Friday, 8 June 2018

Harvill Secker and Bloody Scotland launch competition to discover a new crime writer from a BAME background

Harvill Secker and Bloody Scotland have joined forces to launch a competition to find a debut crime writer from a BAME (Black Asian Minority Ethnic) background. The prize will be judged by award-winning Harvill Secker author and Bloody Scotland committee member Abir Mukherjee; creator of the bestselling Shetland and Vera series, Ann Cleeves; journalist and co-founder of BAME in Publishing, Sarah Shaffi; and Harvill Secker Editorial Director Jade Chandler.

Abir Mukherjee, an accountant-turned winner of Harvill Secker’s previous crime writing competition, is the author of an award-winning, critically-acclaimed series of historical crime novels set in 1920s Calcutta. Abir’s debut, A Rising Man, won the CWA Endeavour Historical Dagger 2017 and was picked as one of Waterstones best books of 2017.

Anne Cleeves, the Sunday Times bestselling author of 32 novels in 32 years and 2017’s recipient of the CWA Diamond Dagger, is a passionate supporter of new writers, especially within the crime writing community. Shaffi, a freelance journalist and editor-at-large at Little Tiger Group, writes for Stylist online, is books editor at Phoenix and co-hosts the pop culture podcast Eat, Read, Stream, Repeat.

Entrants to the competition will be asked to submit the first 5,000 words of their crime novel, along with a full plot outline. Entries will open on the 9th of July 2018 and will run until the 9th of September 2018, with the winner announced in November 2018.

The winner will have their book published, under the Harvill Secker imprint, in a publishing deal with an advance of £5,000. The winner will also receive perks alongside their publishing contract, including a panel appearance at the Bloody Scotland festival in 2019 (this year’s dates are 21st-23rd September) and a series of three one-to-one mentoring sessions with Abir Mukherjee. The Arvon Foundation – now in their 50th year – also joins the competition as a sponsor and is offering the winner the chance to attend any one of their creative writing courses or writing retreats in 2019, with all expenses paid.

Jade Chandler said: ‘While the crime writing community is diverse in many ways, it lacks authors from BAME backgrounds. With crime fiction’s increasing popularity, it seems more important than ever that its creators should be more representative of those who may enjoy reading within the genre. We want to do something pro-active to address this and I am delighted that we’re teaming up with Abir Mukherjee and such brilliant sponsors and judges to do so. I can’t wait to find an exciting new writer to publish on the Harvill Secker crime list.’

Abir Mukherjee said: ‘I’m excited to be part of this new initiative being launched by Harvill Secker and Bloody Scotland. At this time of great change, it’s more important than ever that the experiences and viewpoints of writers from across the spectrum of our society are published. Different viewpoints mean different stories, which in turn lead to a wider, richer literary atmosphere, hopefully reaching out to communities who feel marginalised or who have traditionally lacked a voice.’

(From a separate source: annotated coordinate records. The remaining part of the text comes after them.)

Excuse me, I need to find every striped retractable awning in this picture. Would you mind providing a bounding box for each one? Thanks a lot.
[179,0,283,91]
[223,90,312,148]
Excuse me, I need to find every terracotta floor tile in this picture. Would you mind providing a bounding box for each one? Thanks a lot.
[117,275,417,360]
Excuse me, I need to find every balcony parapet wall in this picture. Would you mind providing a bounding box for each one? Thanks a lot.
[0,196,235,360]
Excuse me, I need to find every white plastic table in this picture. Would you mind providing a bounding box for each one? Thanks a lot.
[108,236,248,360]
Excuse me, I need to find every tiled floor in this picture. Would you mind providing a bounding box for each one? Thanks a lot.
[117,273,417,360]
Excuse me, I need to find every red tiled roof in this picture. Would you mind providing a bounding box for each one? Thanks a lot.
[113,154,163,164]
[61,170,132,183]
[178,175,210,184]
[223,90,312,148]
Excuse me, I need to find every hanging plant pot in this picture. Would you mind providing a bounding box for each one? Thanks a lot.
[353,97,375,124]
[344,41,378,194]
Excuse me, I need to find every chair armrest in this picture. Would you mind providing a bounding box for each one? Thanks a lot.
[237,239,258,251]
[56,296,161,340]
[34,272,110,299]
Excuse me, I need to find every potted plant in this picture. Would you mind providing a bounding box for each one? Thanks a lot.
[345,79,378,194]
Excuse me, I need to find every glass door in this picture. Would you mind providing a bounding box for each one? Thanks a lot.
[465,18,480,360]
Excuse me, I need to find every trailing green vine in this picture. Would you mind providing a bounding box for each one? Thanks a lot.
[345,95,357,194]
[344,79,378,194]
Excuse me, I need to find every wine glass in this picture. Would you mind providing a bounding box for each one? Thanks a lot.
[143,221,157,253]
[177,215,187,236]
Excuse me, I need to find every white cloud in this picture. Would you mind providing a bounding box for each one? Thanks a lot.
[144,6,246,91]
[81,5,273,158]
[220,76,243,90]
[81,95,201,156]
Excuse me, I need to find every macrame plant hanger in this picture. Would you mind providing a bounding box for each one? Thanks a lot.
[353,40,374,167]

Bloody Scotland’s Bob McDevitt said:  ‘Bloody Scotland is 100% behind this important new prize and it fits in perfectly with the work we have been doing recently with the British Council to bring crime writers from India to Scotland. We think that breaking down barriers in terms of access to authors from different cultural and social backgrounds will only improve the richness of the crime writing genre.’